Washington Editor

ViaCell Inc. anticipates raising $92 million in an initial public offering filed four months after the firm withdrew a $115 million IPO.

The Boston-based firm, which could not be reached for comment, has yet to reveal the price range or the number of shares involved in the offering. ViaCell expects to trade under the Nasdaq symbol "VIAC."

ViaCell works on cellular therapies in cancer, infertility and certain genetic and cardiac diseases. According to its prospectus, ViaCell's mission is "to enable the widespread application of human cells as medical therapy."

About two years ago, ViaCell filed its $115 million IPO, but withdrew it in December 2003, citing weak market conditions. On the withdrawal, company officials said they would refile in 2004 on improved conditions. (See BioWorld Today, Feb. 1, 2002.)

As of Dec. 31, ViaCell had about $46.8 million in cash. The company was incorporated in September 1994 under the name t. Breeders Inc., but changed its name to ViaCell in April 2000 after acquiring Viacord Inc., a private umbilical cord blood banking business. Since its inception, ViaCell has lost $128.7 million. (See BioWorld Today, May 11, 2000.)
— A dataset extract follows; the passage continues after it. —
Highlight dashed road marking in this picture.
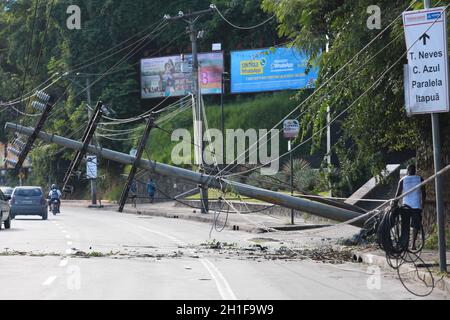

However, the company does have incoming revenue. In January, ViaCell received a $20 million equity infusion from Thousand Oaks, Calif.-based Amgen Inc. via a cellular therapy collaboration and license agreement. (See BioWorld Today, Jan. 5, 2004.)

Terms provide ViaCell with licensing rights to certain cellular growth factors, while Amgen retains the right to collaborate on resulting products. The arrangement expands a prior relationship between the companies.

An outgrowth of the arrangement - CB001, ViaCell's lead candidate - has entered a Phase I/II trial in older adolescents and adults. According to the prospectus, the candidate is a highly concentrated and purified population of stem cells for the treatment of patients with cancer and other serious diseases. The firm has designed CB001 to be used as a replacement for the bone marrow and other crude cell mixtures used in stem cell transplants as a standard of care.

Beyond Amgen, ViaCell is part of other equity and development partnerships as well. Genzyme Corp., of Cambridge, Mass., is providing a stem cell stimulant to ViaCell's Selective Amplification process to create a hematopoietic stem cell transplant product. GlaxoSmithKline plc, of London, also is an equity holder in ViaCell.

ViaCell currently markets Viacord, an umbilical cord stem cell cryopreservation product primarily used for pediatric bone marrow transplants.

ViaCell and other defendants recently were sued by PharmaStem Therapeutics Inc., of Larchmont, N.Y., and later found guilty in the U.S. District Court for the District of Delaware, on patent-infringement charges related to the cord stem cell business.

ViaCell's prospectus said if the company is not able to have the verdict overturned, "we could be permanently enjoined from further engaging in this business, which would result in the loss of the current source of almost all of our revenues, or we may be required to pay a royalty in an amount greater than the amount we are currently accruing."

ViaCell received about $30.9 million in 2003 from Viacord sales.